With migration at a standstill, there were few migrants in the early-spring woods this morning. However, we took the time to workshop some of our earliest arrivals, getting in some good practice before the floodgates open in the coming weeks.


PINE WARBLERS (3) and CHIPPING SPARROWS (6+) provided ample time to study the songs of these two common trillers. We heard several variations, and often positioned ourselves between the two species to carefully study the differences. We also saw a few really, really well.


It was also a good morning for a lesson in woodpeckers: 1 great look at a migrant YELLOW-BELLIED SAPSUCKER near resident HAIRY and DOWNY WOODPECKERS, with one RED-BELLIED WOODPECKER heard calling several times.


A single HERMIT THRUSH and 3 YELLOW-RUMPED WARBLERS were the only other passerine migrants, while overhead a single SHARP-SHINNED HAWK and BROAD-WINGED HAWK prepped us for the upcoming hawkwatch workshop. Plenty of resident birds, such as BLACK-CAPPED CHICKADEES (10+), TUFTED TITMICE (4+), and a pair each of RED-BREASTED and WHITE-BREASTED NUTHATCHES.


Sunday, May 1: Wolfe's Neck Woods State Park.


On our traditional special Sunday morning outing as part of the weekend, a very light migration overnight did provide a few new arrivals in the woods, led by a total of 6 BLUE-HEADED VIREOS. We split into two groups today, thanks to a great turnout, and Jeannette and I traded off routes when we met each other in the middle. Hopefully, everyone had a chance to see what both routes had to offer.


A GREAT EGRET and a NORTHERN HARRIER were spotted out over the bay, approaching the neck, both in active visible migration. Hard to say if the two COOPER'S HAWKS and two BROAD-WINGED HAWKS were local or migrants, however, but the multitudes of OSPREY were all here to breed.
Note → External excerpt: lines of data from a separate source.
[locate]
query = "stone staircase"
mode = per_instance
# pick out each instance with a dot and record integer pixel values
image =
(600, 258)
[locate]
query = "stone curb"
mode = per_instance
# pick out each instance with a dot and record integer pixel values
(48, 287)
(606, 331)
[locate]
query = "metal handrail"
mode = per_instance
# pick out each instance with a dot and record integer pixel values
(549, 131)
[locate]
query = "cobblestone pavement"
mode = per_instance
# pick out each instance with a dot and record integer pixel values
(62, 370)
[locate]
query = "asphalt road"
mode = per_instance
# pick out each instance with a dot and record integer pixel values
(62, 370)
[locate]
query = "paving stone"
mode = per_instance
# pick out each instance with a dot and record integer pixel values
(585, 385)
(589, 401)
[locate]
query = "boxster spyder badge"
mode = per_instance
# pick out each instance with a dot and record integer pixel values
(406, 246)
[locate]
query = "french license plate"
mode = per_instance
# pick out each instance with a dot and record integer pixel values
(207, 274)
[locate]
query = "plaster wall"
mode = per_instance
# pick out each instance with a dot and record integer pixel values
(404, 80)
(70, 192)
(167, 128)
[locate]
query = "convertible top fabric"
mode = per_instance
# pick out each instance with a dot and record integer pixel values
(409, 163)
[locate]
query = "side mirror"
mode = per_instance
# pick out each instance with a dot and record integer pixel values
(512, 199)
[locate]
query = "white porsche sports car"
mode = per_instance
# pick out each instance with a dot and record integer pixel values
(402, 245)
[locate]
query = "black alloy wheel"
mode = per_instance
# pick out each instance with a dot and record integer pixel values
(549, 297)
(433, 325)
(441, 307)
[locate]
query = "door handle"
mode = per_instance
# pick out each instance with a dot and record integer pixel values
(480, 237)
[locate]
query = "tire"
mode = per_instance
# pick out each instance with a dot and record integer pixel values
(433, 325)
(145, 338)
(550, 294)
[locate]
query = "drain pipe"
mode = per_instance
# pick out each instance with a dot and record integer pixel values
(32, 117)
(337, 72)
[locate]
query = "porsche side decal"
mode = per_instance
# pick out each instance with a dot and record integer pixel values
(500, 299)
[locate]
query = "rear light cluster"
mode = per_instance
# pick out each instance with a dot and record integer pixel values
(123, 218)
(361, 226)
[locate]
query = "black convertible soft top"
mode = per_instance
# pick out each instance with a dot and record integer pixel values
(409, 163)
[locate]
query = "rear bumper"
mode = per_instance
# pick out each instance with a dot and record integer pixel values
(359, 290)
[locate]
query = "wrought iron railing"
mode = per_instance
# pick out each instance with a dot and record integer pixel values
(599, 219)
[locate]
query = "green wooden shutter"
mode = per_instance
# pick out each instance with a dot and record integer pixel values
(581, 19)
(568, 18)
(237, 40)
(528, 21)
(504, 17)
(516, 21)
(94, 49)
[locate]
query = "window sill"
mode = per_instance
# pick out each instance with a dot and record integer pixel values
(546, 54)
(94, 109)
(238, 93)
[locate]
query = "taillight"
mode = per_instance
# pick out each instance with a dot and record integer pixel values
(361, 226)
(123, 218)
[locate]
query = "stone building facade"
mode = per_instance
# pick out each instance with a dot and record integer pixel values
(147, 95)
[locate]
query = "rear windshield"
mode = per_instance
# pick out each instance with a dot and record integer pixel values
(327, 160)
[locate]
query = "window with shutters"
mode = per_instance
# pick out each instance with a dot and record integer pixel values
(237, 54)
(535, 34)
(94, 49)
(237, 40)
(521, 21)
One group even watched a male break a large stick off of a tree with a surprisingly loud snap, while the other group saw another male bringing finishing material to his mate on her nest.


We practiced "trillers" once again, with ample PINE WARBLERS (9) and several CHIPPING SPARROWS (4+). We had many more YELLOW-RUMPED WARBLERS (11), EASTERN PHOEBES (6), and HERMIT THRUSHES (3), today, and both groups were treated to great views of quite a few GOLDEN-CROWNED KINGLETS (9+).


Meanwhile, out on the bay, resident COMMON EIDERS (~25) were joined by the last of the wintering waterfowl: about 40 WHITE-WINGED SCOTERS, 30 BUFFLEHEADS, and 6 RED-BREASTED MERGANSERS.


As always, it was a nice diverse mix of birds with a few good instructional moments - exactly our goal for the Birdwatching Weekend!